Francis Cummins believes success of World Cup will spark growth in popularity of rugby league at grass-roots level

Bradford Telegraph and Argus: A sell-out Old Trafford for the final A sell-out Old Trafford for the final

Bulls coach Francis Cummins is hopeful that a lasting legacy will develop from what has been widely recognised as the most successful World Cup in rugby league history.

Matches were sold out from Warrington to Halifax and from Toulouse to Old Trafford, where the crowd of 74,468 for last Saturday's final set a new record for international rugby league.

The aggregate attendance of 457,483 fans for the 28 matches easily outstripped the 238,855 that watched the 31 matches at the ill-fated 2000 World Cup, the last one to be organised by the RFL.

And even without a headline sponsor, it is thought the tournament will go close to doubling the £2million profit generated by the last World Cup, which was held in Australia in 2008.

“We were all anticipating it being a car crash weren’t we?” said Cummins.

“Not the actual games because the one thing you can count on is the fact that the players always deliver on the pitch.

“There were some cracking games but it was about raising the profile of the sport to the general public.

“This is me talking as a rugby league fan because the tournament has taught the rugby league public how to be a supporter again.

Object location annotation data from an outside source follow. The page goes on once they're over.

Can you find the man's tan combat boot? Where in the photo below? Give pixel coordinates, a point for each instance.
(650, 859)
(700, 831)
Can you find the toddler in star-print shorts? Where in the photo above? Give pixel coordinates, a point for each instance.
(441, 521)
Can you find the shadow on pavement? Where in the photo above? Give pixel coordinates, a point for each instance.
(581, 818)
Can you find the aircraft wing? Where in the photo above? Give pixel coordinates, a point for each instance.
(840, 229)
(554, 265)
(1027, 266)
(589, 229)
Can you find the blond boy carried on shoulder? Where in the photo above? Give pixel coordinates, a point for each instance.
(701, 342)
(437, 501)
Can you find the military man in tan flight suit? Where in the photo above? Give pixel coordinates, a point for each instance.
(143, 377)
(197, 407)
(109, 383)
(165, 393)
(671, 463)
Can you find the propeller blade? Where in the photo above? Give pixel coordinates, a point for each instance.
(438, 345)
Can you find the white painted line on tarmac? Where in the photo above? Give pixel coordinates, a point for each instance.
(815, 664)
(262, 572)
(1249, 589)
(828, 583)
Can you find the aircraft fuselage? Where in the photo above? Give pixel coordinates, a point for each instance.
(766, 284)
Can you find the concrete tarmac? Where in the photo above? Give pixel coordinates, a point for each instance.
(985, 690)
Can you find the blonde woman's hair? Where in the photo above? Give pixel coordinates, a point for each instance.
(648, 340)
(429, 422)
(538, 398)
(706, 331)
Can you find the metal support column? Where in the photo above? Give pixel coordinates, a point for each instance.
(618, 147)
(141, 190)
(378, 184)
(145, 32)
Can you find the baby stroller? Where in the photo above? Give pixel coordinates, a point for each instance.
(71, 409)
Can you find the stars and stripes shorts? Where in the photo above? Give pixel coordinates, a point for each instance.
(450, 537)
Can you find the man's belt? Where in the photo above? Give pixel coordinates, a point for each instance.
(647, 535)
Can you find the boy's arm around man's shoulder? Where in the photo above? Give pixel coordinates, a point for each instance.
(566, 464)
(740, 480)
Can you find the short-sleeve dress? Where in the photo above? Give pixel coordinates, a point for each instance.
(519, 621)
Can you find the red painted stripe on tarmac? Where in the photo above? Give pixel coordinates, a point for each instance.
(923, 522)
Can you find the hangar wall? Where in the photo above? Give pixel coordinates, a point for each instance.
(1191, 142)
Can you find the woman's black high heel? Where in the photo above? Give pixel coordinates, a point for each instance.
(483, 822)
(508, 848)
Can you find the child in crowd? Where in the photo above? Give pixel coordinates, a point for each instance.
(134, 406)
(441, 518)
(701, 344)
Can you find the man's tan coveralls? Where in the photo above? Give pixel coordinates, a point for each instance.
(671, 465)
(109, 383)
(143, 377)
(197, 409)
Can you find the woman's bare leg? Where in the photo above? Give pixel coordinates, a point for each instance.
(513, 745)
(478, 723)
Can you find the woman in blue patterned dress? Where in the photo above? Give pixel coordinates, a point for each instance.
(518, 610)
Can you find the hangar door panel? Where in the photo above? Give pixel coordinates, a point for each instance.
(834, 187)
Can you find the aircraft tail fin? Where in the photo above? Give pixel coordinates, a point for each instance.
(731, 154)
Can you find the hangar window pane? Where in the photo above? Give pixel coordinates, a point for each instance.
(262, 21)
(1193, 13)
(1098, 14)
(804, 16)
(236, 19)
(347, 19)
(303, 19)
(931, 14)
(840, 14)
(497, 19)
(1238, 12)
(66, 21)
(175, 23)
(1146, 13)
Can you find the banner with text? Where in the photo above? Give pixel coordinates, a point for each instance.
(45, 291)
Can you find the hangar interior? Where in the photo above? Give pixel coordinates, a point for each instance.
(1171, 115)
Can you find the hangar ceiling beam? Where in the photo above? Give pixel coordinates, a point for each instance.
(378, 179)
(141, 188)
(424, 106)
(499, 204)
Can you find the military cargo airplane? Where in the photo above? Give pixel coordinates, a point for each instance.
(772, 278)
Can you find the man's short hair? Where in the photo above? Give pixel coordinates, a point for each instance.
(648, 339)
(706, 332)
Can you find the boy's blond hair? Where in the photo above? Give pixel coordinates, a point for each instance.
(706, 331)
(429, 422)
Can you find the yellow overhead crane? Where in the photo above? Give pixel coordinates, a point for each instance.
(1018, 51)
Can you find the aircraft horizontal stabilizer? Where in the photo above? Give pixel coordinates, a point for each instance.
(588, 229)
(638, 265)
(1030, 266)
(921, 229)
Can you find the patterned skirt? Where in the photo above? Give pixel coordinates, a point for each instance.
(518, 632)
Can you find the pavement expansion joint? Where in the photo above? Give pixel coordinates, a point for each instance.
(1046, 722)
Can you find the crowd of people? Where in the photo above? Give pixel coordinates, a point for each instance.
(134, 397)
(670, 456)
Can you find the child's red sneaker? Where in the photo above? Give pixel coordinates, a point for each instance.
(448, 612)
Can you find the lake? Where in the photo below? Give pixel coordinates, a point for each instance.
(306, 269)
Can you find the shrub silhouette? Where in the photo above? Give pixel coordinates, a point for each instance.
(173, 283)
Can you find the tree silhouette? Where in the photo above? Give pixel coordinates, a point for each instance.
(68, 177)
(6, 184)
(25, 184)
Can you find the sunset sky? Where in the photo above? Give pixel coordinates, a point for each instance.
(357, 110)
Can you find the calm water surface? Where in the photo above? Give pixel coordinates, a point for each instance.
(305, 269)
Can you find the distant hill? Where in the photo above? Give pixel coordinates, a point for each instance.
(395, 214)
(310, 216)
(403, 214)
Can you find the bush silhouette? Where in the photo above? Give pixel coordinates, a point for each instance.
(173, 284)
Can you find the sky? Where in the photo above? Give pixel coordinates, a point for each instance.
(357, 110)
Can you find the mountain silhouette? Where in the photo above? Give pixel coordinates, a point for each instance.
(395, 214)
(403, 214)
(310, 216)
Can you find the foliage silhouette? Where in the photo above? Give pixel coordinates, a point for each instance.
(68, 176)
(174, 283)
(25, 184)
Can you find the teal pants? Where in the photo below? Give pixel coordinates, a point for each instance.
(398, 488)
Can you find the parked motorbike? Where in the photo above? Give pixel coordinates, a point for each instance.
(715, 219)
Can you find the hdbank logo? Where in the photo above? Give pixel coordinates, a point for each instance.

“People have gone out there, supported the game in their droves and been treated to some great entertainment. The crowds have been fantastic so hopefully the sport can really kick on now.”

Cummins believes greater participation numbers at the grass- roots level will ultimately help the game to flourish and allow the national side to challenge New Zealand and Australia consistently.

For the Bulls boss, it should start with schoolchildren playing touch rugby, allowing them to gain basic ball- handling skills.

“It’s about getting more people involved and playing rugby league, particularly touch rugby in schools,” said Cummins.

“A lot of kids would have seen these incredible athletes playing a version of the game which is probably out of their reach, but it’s important to get kids handling the ball from a young age.

“That allows the skills to develop and they can go and become the World Cup heroes of the future.”

Had England reached the final and not lost to New Zealand in such heartbreaking fashion, the profile of the sport would have risen immeasurably.

As it was, Shaun Johnson’s dramatic last-minute try killed their dream but Cummins is confident the national side will continue to prosper.

He would like to see more regular matches with Australia and New Zealand and a return of the Great Britain team.

The Bulls coach added: “It would have been absolutely huge to reach the final but what a great game that semi-final was.

“It was probably the best international game I’ve ever seen… I was like a big kid jumping up and down on the couch and shouting at the television!

“But England can take confidence from that. They were pipped on one play by New Zealand but some of the performances from England’s players were great, particularly the pack.

“They have just got to get a regular international programme now and it would be nice to see the Great Britain team back together and maybe have a tour.

“Even if it meant Super League having no games for a week so that a mid-season Test could be played; it might even be Great Britain versus New Zealand while the State of Origin is being played.”